限定正社員の課題(続き)

 昨日のエントリの続きで、限定正社員制度普及の課題について書いていきたいと思います。
 第2の課題は第1とも関連しますが、やるならある程度一斉にやらないとうまくいかない可能性があるという点です。エリートの無限定正社員とノンエリートの限定正社員を区分して採用しますという会社と、いやいやわが社は引き続き全員エリート無限定で行きますという会社が混在した際に、もし昨日も書いたようにエリートを選好する意識が強く残るとすれば、後者に良好な人材が多く引き寄せられる可能性は軽視できないように思われるからです。後々困るのはそれはその時と割り切って、今現在は良好な人材を集めて後払い賃金でバリバリ働いてもらったほうが短期的には競争上有利であるとすれば、先々を考えて前者に踏み切った会社が経営難に陥り、結果的に限定正社員の普及が頓挫することが懸念されます。逆に、ノンエリートでワークライフバランスなワークスタイル・ライフスタイルを積極的に評価する方向に意識が向かえば、無限定正社員が集まりにくくなるという形で限定正社員の拡大が進む可能性もあります。
 とはいえ、とりあえず限定正社員の活用が提言されてからかなり経過してもあまり大きな変化は見られないわけで、それでもやろうということであれば政府が意思をもって介入することが必要なのかもしれません。具体的にはかなり難しい政策になりそうですが、たとえば新規採用者について勤務地変更禁止、日本職業分類の中分類を超える職種変更禁止(監督者・管理者への昇進は可)、時間外労働は月間10時間・年間60時間を上限といった規制をかけてしまい、適用除外で勤務地変更や職種変更、上限を上回る時間外労働を命じることができるのは20%の例外に限るといった量的規制を実施するわけです。20%のエリートについてはたとえば年収700万円以上でホワイトカラー・エグゼンプションでいいかもしれません。要するに、繰り返し引用している八代尚宏先生の指摘「出世競争は一部のワーカホリックな社員に委ねて、大部分の社員は、各々の得意とする専門的な業務に専念するジョブ型の働き方が相対的に増えることが望ましい」を法規制で実現してしまおうというわけです。そもそも現実的な感じがあまりしませんし、ある意味濱口先生が言われるような「デフォルトルール」を政府が決めるようなもののなので、自由が好きな私としてはあまりうれしい話ではないのですが、しかしそのくらいやらないとできないのかなとも思って悲観的になるわけです。

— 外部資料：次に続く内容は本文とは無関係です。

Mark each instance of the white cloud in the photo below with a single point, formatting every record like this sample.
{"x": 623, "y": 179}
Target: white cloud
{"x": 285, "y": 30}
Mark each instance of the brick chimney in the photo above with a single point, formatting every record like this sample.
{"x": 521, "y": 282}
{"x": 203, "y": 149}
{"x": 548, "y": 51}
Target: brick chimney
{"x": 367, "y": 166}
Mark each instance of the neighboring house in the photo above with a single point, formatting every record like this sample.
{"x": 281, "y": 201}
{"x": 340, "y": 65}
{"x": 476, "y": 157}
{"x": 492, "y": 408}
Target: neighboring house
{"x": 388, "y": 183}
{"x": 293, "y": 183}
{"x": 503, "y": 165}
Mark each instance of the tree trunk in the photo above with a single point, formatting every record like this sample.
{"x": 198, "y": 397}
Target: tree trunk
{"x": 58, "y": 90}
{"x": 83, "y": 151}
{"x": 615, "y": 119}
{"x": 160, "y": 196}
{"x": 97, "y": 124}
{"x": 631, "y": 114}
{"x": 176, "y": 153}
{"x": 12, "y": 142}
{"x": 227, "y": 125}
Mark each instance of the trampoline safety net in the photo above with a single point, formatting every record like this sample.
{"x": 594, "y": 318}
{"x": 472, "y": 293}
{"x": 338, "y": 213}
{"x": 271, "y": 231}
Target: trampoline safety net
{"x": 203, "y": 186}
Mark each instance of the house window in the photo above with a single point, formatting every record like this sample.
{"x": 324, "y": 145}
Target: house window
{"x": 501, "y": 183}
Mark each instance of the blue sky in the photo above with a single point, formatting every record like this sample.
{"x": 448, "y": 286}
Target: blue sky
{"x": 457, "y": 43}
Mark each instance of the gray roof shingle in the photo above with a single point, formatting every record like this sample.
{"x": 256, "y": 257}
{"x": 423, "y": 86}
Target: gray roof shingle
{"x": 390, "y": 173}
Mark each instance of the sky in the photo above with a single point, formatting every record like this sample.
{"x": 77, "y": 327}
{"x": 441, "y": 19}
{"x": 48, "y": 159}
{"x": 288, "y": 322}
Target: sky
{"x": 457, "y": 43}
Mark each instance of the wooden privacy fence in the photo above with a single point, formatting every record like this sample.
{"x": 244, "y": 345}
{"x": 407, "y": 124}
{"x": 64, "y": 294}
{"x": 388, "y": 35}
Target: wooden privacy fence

 そして第三の課題は実用的な話で、上で「新規採用者」と書いたように、即座に実施できるのは新規採用からに限られるだろうという点です。労働者の長期的なキャリアにかかわるしくみを作り直そうということですから、一気にやったら大混乱に陥ることは避けがたいわけで、すでに採用され就労している人たちについては経過措置を設け、それなりに長期間をかけて、激変を避けながら進める必要があるでしょう。
 つまりこれは、今困っているような問題点について、長い目でみれば将来的には発生しなくなるでしょうという話であって、今現在の問題(たとえばバブル入社者の人件費負担とか)が目に見えて解消するような話ではないわけです。したがって、今現在の困りごとについては別途対応するよりないわけで、現実にも非正規雇用を拡大して昇格の必要のない従業員を増やしてきたのではないかというのは前にも書きましたし、かつての成果主義もそういう側面がありましたし、今回の「ジョブ型」も同様かもしれません。それでなんとか乗り切っていけるのであれば、案外そうしているうちに徐々にサステナブルな姿に変化していく可能性もあります。一方で正規・非正規の二極化の問題も指摘されているところであり、二極化の間を埋めてキャリアの飛び石となりうる存在としての限定正社員への期待というものもあるわけで、やはり意識的・漸進的に取り組むべき政策であるようにも思われます。
 具体論はさまざまでも、雇用・就労形態の多様化という方向性は労働研究者や政策関係者の中ではそれなりに共有されているようですので、難題は多いのではありますが、今後も引き続き議論が進むことを期待したいところです。